Further, approaching the management of AIDS as essentially a political problem will be foreign and antithetical to the skills and personalities of many who have selected this profession. As Martin Rein has pointed out, there are fundamental differences in the games of science and politics.

The games of science seek to establish patterns of experience that all may share. They are value neutral in the sense that they are deliberately designed to filter out the values of the participants so as to arrive at unbiased "truth." The proper posture for a gamesman of science must be one of restraint, dispassion, conservatism, the willingness to suspend belief pending more evidence. The games of politics are quite different. They are designed to find one purpose or course of action acceptable to individuals who have begun the play by espousing diverse purposes, values, and actions. . . . The proper posture for a gamesman of politics is one of boldness, persistence, opportunism; the good gamesman is able to mobilize and sustain belief and commitment.

The conflicts between these two games have been most apparent in Bernard Tumock's confrontations with the state legislature in Illinois. As Senator DeAngelis observed Turnock's approach to AIDS and the legislature: "Health officials want to be clinically correct. The General Assembly wants to be a bit more reactive. I think that sometimes it's extremely difficult for a professional in a field to adjust to the political world as well. . . because they tend to be purists." Despite the demands for scientific integrity in the various aspects of public health work, including the surveillance and reporting of AIDS, the importance of political acumen to this policy area cannot be understated.

With the emergence of AIDS in the early 1980s, the job of many state and municipal public health officials shifted from one that was largely ''possible" to the stewardship of controlling an epidemic.
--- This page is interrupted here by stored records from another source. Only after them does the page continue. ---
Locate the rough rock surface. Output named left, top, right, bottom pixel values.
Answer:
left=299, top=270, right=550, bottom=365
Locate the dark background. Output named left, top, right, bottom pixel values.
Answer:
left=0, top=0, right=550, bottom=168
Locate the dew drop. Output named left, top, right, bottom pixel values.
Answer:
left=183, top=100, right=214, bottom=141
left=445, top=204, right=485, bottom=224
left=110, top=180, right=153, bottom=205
The major source of impossibility that AIDS introduces into the job is the intractability of sexual and drug-taking behavior that underlies transmission of HIV infection. This transmission has basic properties of collective behavior that make prevention and risk reduction an especially problematic public health undertaking in the early years of the epidemic. Moreover, the logic of collective action suggests that the political dynamics will be stacked against executives who seek an expedited response. Groups centrally concerned with the prevention of HIV infection have been relatively slow to emerge and highly fractured; they have confronted highly articulated special interests who engaged AIDS policies as a by-product of their primary agenda. To make matters more difficult, AIDS presents problems of uncertainty, law, public health strategy, and public opinion that severely constrain the possibilities for control. Although managing this epidemic calls for both political and technical competence, neither of these skills is sufficient by itself. The public health management of the AIDS epidemic necessarily brings the conflict between these "games of politics" and "games of science" into sharp relief.
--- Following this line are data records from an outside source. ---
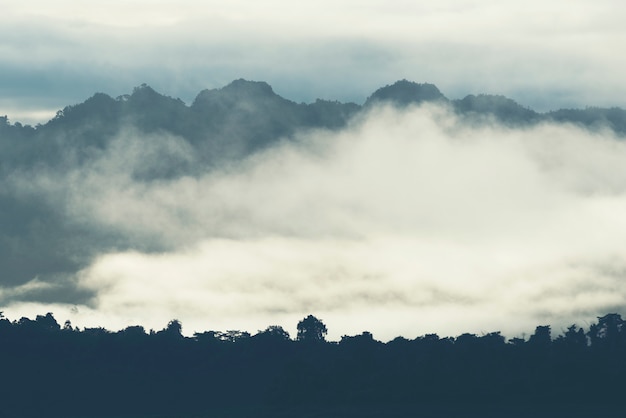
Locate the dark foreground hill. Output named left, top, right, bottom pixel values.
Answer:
left=0, top=314, right=626, bottom=418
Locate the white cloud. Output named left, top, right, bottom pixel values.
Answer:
left=7, top=103, right=626, bottom=339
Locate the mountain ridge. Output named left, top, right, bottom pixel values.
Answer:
left=0, top=78, right=626, bottom=133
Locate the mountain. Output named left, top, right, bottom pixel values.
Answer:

Because the prevalence of HIV infection is largely invisible and its progression-conversion to symptoms, sickness, and death-occurs sometime in the future, the efforts of public health executives to affect the transmission of infection will go virtually unrewarded. Indeed, as the steady, inevitable progression of AIDS mortality and morbidity is broadcast monthly, the thesis that public health officials "failed" in their management and control of the AIDS epidemic will be continually reinforced.